In the past year alone, ARTIC has improved the health of Ontarians by:
- Expanding the use of primary care Memory Clinics by supporting the implementation of 17 clinics in rural, remote and underserviced communities across Ontario to improve care for patients with memory problems associated with dementia. They provide training for family medicine teams and professionals, meaning patients can receive appropriate care closer to home.
- Reducing emergency room visits and improving care and the patient experience for up to 2,000 patients annually with opioid or alcohol addiction by supporting META:PHI (Mentoring, Education, and Clinical Tools for Addiction: Primary Care-Hospital Integration). The program has developed rapid access addiction medicine clinics in seven communities where opioid supports are much needed. They integrate care received in emergency departments and hospitals, primary care and front-line community services, enabling patients to seamlessly transition to a rapid access clinic and then, once stable, to a primary care provider. ARTIC and the Ministry of Health and Long Term Care are now supporting the further expansion of the clinics in communities across Ontario.
- Expanding the use of a proven new tool that provides patients with clear and easy-to-understand instructions to help them manage their care after being discharged from hospital. A report by Ontario's Avoidable Hospitalization Expert Panel in 2011 found communication of discharge instructions by hospitals to patients was often poor, in part because patients did not understand medical terms or were too stressed at the time of discharge to absorb critical information. Co-developed by patients and health care providers, PODS (Patient Oriented Discharge Summary) is being adopted in 27 hospitals and will benefit approximately 50,000 patients in the first year of its expanded use. If you are interested in adopting PODS at your hospital, contact ARTIC.
ARTIC will continue this important work in 2018. ARTIC has just issued a new call for proposals for high-impact clinical interventions or practice changes that are proven to work and are ready to spread across the province.
What is unique about this year's call is that proposals are being sought for proven interventions or practice changes that align with Health Quality Ontario quality standards. Quality standards outline for clinicians and patients what quality care looks like and focus on conditions or topics where there are large variations in how care is delivered, or where there are gaps between the care provided in Ontario and the care patients should receive.
Based on the best available evidence, the standards are intended to enable critical conversations between patient and health care professional by providing them with tailored guidance to make them more comfortable and knowledgeable about the relevant condition.
To date, quality standards are been developed for a wide range of conditions including dementia, heavy menstrual bleeding, hip fracture, major depression, palliative care, opioid prescribing for both acute and chronic pain, and for the treatment of opioid use disorder.

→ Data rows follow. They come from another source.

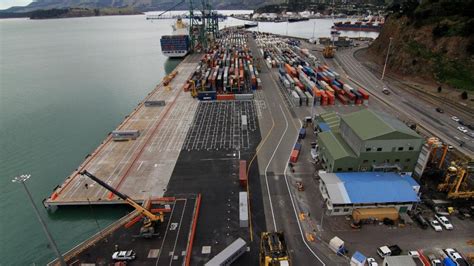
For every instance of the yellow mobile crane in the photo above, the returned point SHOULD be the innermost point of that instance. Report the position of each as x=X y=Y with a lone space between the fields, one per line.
x=150 y=220
x=273 y=250
x=456 y=181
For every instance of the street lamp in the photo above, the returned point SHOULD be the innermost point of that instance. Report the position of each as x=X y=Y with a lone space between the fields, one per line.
x=22 y=179
x=386 y=58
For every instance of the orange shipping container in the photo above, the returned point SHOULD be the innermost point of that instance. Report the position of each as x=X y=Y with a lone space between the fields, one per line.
x=224 y=97
x=294 y=156
x=243 y=173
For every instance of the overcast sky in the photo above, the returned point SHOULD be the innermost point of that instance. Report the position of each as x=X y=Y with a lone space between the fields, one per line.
x=4 y=4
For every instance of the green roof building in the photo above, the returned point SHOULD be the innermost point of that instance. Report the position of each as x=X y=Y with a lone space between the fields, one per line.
x=367 y=141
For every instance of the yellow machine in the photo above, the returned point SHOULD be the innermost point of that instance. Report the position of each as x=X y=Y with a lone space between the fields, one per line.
x=273 y=250
x=193 y=89
x=148 y=228
x=329 y=51
x=456 y=181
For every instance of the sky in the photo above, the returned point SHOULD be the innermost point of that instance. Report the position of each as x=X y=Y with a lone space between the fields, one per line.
x=4 y=4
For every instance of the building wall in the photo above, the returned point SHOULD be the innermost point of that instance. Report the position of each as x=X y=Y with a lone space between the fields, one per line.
x=347 y=209
x=389 y=155
x=350 y=137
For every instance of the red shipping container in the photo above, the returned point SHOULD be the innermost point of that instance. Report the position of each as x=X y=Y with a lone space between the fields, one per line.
x=224 y=97
x=364 y=94
x=294 y=156
x=243 y=173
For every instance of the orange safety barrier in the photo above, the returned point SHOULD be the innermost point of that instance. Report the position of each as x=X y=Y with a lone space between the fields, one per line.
x=160 y=210
x=223 y=97
x=193 y=231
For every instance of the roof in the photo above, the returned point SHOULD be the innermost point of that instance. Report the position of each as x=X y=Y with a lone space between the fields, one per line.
x=368 y=187
x=336 y=146
x=369 y=125
x=359 y=257
x=331 y=118
x=324 y=126
x=403 y=260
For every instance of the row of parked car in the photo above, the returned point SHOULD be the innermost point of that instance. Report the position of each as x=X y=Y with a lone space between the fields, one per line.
x=447 y=257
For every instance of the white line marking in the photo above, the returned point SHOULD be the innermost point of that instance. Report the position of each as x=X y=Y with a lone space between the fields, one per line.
x=266 y=169
x=294 y=208
x=140 y=165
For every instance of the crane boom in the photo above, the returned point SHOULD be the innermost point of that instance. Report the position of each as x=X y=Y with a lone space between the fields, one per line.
x=137 y=206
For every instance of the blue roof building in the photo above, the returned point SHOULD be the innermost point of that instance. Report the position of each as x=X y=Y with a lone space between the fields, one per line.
x=344 y=192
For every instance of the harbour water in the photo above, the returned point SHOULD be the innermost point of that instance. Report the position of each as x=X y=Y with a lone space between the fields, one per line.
x=64 y=84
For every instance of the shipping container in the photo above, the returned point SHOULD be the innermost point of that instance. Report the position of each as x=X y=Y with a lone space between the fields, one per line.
x=294 y=156
x=243 y=173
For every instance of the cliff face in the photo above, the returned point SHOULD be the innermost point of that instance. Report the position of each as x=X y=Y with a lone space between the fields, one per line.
x=430 y=44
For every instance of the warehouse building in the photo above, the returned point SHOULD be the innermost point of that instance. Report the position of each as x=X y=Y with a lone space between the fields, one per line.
x=345 y=192
x=366 y=141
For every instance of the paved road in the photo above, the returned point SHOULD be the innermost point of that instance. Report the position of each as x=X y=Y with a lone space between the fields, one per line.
x=414 y=108
x=279 y=127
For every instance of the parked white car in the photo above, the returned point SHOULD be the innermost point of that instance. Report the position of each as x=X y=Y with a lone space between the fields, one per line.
x=372 y=262
x=462 y=129
x=444 y=222
x=436 y=225
x=414 y=254
x=456 y=257
x=124 y=255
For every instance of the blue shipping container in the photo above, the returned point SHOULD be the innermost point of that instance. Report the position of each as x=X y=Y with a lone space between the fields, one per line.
x=297 y=146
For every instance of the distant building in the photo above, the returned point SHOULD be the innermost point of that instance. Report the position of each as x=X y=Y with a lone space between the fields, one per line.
x=345 y=192
x=366 y=141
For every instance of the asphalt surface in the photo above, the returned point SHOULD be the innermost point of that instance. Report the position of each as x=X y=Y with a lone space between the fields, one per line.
x=209 y=165
x=279 y=128
x=168 y=247
x=403 y=102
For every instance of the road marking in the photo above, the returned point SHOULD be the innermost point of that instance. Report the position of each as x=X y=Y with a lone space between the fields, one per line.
x=140 y=165
x=266 y=169
x=295 y=211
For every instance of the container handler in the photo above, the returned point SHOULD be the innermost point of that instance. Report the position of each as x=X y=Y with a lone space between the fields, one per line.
x=148 y=228
x=273 y=250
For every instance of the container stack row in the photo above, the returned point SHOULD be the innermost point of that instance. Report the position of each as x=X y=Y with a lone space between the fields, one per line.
x=307 y=81
x=226 y=70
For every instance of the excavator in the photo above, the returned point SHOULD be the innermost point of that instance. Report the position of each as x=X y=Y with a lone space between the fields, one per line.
x=148 y=228
x=273 y=250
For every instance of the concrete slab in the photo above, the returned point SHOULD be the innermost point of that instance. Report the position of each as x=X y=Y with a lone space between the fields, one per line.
x=140 y=168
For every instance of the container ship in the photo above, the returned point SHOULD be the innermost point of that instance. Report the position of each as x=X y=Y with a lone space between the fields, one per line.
x=358 y=26
x=177 y=44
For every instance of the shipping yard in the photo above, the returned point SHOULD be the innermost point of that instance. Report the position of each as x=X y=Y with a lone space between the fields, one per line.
x=260 y=150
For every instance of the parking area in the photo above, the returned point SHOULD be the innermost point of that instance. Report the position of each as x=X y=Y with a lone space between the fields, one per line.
x=369 y=237
x=169 y=246
x=218 y=126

To be eligible for ARTIC funding, proposed clinical interventions or practice changes must have already been proven and successfully implemented in at least one site, and must have involved patients and families in the development of the initiative and plans for its future spread. How patients are involved is a key criteria in assessing project proposals. If you have or know of an intervention that's ready to be spread across Ontario, we encourage you to apply.
As André Picard noted in his article, too often successful health innovations are piloted at one organization but never spread further. ARTIC is solving that problem by successfully seeding innovative projects in communities across Ontario, thereby providing quality care to patients and families.
Dr. Joshua Tepper is President and CEO of Health Quality Ontario and Michelle Noble is the Executive Director of the Council of Academic Hospitals of Ontario.